皆からものを受け取り、さっそく開く久遠。昨年のように大きなもはないが、
下手な洋菓子屋よりも手の込んだ「作品」であった。
  リゼは、生チョコ風に仕立てたのハート型。
  イオは、自らの顔をモチーフにした彫り物。
  シンメイは、完全な球形のマーブル柄のチョコ。
  エルガは、にくきゅう型のクランチチョコ。
いずれも食べるのが惜しいくらい。
「あんれまぁ・・・ 本当にお前たちが作ったのか?」
頷く4人。自称、彼女いない歴=年齢な久遠、
「2年連続で、こんな形でチョコもらえるなんて・・・ 俺ぁ嬉しくて・・・」
と、涙を浮かべる。 ふらり立ち上がった久遠は、自室へ入り秘蔵のシングル
モルトを持ってきた。
「嬉しくてたまらない!今日は飲むぞ! つまみはチョコとこのケーキだっ!」
テーブルに、酒瓶とケーキと、神姫たちのチョコが並べられた。
「にゃーん!! そんなに喜んでもらえると、にゃーもうれしいのだ!」
久遠に飛びつくエルガ。 それを引き剥がそうとするシンメイ。
「あっ! マスターの独り占めは許しませんよっ! エルガ、離れなさい!」
片やこちらでは、
「そうだイオ、ナッツ持ってきてよ。 あたしゃ漬け物出すから。」
「そうですねぇ・・・リゼ、漬け物じゃなくて氷の支度をお願い。」
と、飲みモードに突入しているお二人。。。

かくして、久遠と神姫たちの、2月14日の夜は更けていく。。。

  ・ ・ ・ ・ ・ ・

「どれっくらい呑んだんだろう・・・。」
深夜。 テーブルに突っ伏したまま寝てしまった久遠、のどの渇きて目を覚ま
した。 散乱する酒瓶、空き缶。 ケーキの皿は見事に空っぽ。 だが、神姫
たちのチョコは・・・ すべてきれいなまま。 久遠は、勢いで食べることは
しなかったようだ。
「これは・・・ 静かに、ひとりでうれしさを味わいたい時に食べようかな。」
麦茶を飲みながら、ハコや包みに戻し、自室の机の上へ置いた。 と、その時
ふと思い出した久遠は、
「そういや木野羽のやつ、何を作ったんだ? 義理チョコっていうには・・・」
先に渡されたCTaの包みを開けた。
「あいつ・・・。

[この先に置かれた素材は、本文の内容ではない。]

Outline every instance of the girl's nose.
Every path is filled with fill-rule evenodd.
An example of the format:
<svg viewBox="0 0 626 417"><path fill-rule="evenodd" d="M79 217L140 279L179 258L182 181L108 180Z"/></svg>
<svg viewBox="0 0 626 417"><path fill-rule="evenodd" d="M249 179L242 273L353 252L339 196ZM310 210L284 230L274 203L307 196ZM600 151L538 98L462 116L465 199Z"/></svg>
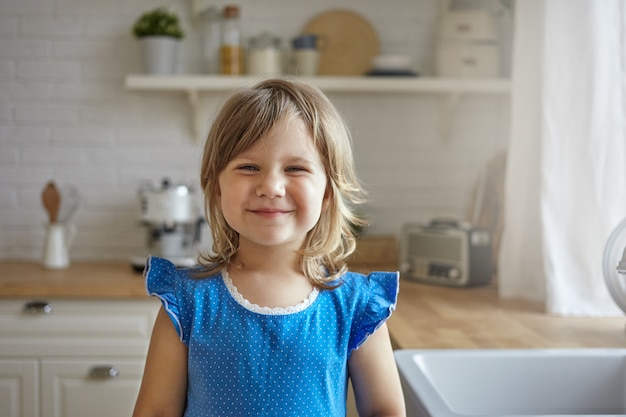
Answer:
<svg viewBox="0 0 626 417"><path fill-rule="evenodd" d="M256 193L259 197L284 197L285 182L283 177L279 174L271 172L260 176Z"/></svg>

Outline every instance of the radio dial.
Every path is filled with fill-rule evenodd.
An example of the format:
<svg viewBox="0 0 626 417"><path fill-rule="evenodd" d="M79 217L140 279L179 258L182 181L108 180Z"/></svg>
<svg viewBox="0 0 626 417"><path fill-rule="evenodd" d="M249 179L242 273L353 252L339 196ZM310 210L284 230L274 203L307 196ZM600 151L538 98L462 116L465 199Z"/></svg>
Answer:
<svg viewBox="0 0 626 417"><path fill-rule="evenodd" d="M459 271L456 268L450 268L448 270L448 279L451 279L453 281L457 281L461 278L461 271Z"/></svg>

どこが義理チョコなんだよ。 食えないじゃないか、こんな
もの・・・。」
デスクライトで照らし出されたそのチョコには、久遠の神姫たち4人と沙羅・
ヴェルナの顔が実に美しく描かれ、真ん中には小さく「Love for YOU」。。。

久遠はふっと息をつき、イスに腰掛けて笑みを浮かべると、机からミニチュア
ボトルとショットグラスを取りだし・・・ CTaのチョコを目前に置き、それ
を眺めながらグラスを静かに傾けた。


同時刻、東杜田の片隅。
工場に隣接する公園のベンチ。着込んでモコモコになった木野羽は、ポケット
にちいさな2人を入れて、缶ビール片手に3人で夜空を眺めていた。

     届け、ちいさなものに乗せた、あたしの想い-。





      今日は2月14日。 大切な貴方へ、想いを伝える日-。